04:15Like I feel like now that I'm older,
04:18like I know my f***ing,
04:20I know what I'm capable of,
04:22I don't take force.
04:23Yeah, I really enjoy getting older.
04:25I'm still coming to terms with trying on new things,
04:28like saying no, I still sometimes feel bitchy
04:31and maybe I don't deliver it the best way.
04:33It's like having boundaries and how do you deliver that?
04:37I'm learning about all that.
04:38But it's like Planned Parenthood is such an incredible organization
04:42with these people who say,
04:44yeah, this big government juggernaut is saying no.
04:48And we say, yes,
04:49we are going to provide health care for people.
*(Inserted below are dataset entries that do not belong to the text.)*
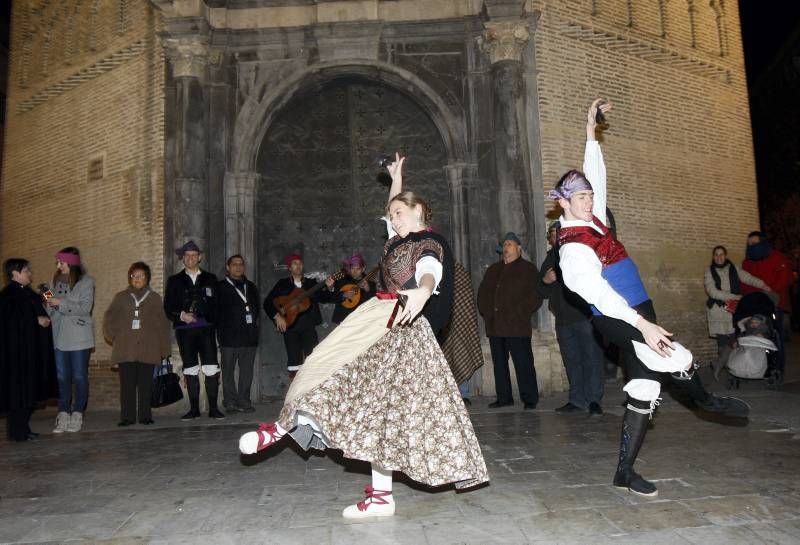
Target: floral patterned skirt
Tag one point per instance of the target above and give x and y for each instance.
(394, 404)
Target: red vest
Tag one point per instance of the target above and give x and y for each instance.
(606, 246)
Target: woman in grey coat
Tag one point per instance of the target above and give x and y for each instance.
(722, 282)
(70, 311)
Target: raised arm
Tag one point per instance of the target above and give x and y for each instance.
(593, 166)
(396, 172)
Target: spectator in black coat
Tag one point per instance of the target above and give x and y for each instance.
(350, 291)
(27, 368)
(237, 330)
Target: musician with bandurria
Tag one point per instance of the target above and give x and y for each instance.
(350, 291)
(300, 335)
(379, 388)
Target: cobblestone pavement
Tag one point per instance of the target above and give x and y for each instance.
(177, 482)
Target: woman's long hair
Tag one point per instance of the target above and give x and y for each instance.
(410, 199)
(76, 272)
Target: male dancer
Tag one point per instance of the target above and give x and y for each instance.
(596, 266)
(190, 301)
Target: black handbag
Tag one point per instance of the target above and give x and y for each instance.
(166, 385)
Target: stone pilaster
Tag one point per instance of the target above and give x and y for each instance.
(240, 218)
(504, 42)
(188, 60)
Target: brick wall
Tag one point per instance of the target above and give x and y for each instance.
(679, 149)
(85, 83)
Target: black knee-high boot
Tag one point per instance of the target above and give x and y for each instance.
(193, 389)
(212, 393)
(727, 405)
(634, 428)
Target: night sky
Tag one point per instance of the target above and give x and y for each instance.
(766, 25)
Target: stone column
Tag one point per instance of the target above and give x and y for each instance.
(240, 218)
(504, 42)
(188, 142)
(457, 178)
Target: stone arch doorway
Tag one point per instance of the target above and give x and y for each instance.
(319, 191)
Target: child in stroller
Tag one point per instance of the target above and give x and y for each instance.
(757, 340)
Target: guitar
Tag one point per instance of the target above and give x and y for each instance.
(298, 301)
(355, 299)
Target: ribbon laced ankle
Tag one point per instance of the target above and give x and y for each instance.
(373, 496)
(267, 428)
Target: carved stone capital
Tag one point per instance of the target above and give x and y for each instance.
(189, 57)
(504, 40)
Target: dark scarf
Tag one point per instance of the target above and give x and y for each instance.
(757, 252)
(138, 293)
(733, 275)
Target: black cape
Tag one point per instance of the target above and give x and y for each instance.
(27, 367)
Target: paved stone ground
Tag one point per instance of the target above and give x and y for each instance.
(177, 483)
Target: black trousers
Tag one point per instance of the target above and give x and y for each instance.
(522, 354)
(622, 334)
(299, 345)
(135, 385)
(17, 422)
(245, 356)
(197, 345)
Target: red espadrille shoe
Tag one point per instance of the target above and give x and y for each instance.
(378, 503)
(256, 441)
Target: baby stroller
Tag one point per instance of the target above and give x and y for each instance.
(757, 342)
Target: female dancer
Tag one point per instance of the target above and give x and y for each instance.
(378, 387)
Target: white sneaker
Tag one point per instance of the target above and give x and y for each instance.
(75, 422)
(62, 422)
(378, 503)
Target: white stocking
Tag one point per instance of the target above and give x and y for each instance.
(382, 479)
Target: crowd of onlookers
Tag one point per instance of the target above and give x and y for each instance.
(53, 329)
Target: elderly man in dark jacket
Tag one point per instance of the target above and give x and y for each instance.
(580, 350)
(507, 297)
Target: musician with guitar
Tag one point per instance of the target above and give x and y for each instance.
(350, 291)
(293, 305)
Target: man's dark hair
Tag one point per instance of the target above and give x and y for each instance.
(140, 266)
(14, 264)
(234, 256)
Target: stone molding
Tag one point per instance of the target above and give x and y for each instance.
(189, 57)
(504, 40)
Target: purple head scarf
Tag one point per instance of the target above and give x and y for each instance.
(355, 260)
(569, 184)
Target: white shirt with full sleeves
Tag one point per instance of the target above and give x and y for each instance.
(426, 265)
(580, 266)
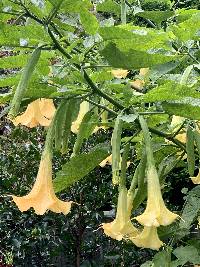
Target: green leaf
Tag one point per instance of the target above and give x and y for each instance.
(162, 259)
(24, 80)
(188, 107)
(156, 16)
(186, 254)
(190, 151)
(89, 21)
(86, 128)
(109, 6)
(133, 59)
(191, 209)
(128, 37)
(197, 140)
(17, 61)
(33, 34)
(170, 91)
(79, 166)
(188, 30)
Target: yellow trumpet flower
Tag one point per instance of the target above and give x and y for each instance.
(196, 180)
(121, 226)
(156, 213)
(38, 112)
(119, 73)
(148, 238)
(42, 196)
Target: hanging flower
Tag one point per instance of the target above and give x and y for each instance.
(139, 83)
(148, 238)
(38, 112)
(156, 213)
(108, 161)
(122, 225)
(84, 108)
(42, 196)
(196, 180)
(119, 73)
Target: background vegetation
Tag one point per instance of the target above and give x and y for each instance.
(75, 240)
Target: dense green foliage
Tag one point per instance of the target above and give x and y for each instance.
(67, 50)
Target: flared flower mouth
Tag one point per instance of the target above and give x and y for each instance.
(42, 196)
(156, 213)
(38, 112)
(148, 238)
(121, 227)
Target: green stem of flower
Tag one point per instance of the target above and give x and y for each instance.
(123, 11)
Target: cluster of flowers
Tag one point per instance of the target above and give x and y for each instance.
(42, 196)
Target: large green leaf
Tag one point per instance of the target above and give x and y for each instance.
(32, 34)
(186, 254)
(80, 166)
(156, 16)
(188, 107)
(89, 21)
(128, 37)
(133, 59)
(109, 6)
(189, 29)
(170, 91)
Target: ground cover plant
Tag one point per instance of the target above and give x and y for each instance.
(100, 133)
04:52Yes, we care about people.
04:54Yes, we're going to challenge you in court.
04:57Without Planned Parenthood,
04:59they're the number one health care provider in America
05:01and we've closed down so many.
05:03And so many young people are going to get deadly cancers.
05:07Throat cancer, mouth cancer, uterine cancer,
05:11because of HPV, which is very prolific.
05:14So this is problematic,
05:17not just access to abortions or health care,
05:21breast exams, all of these things.
05:24And it impacts men and women and our young kids.
05:27And it impacts men and women and our young kids.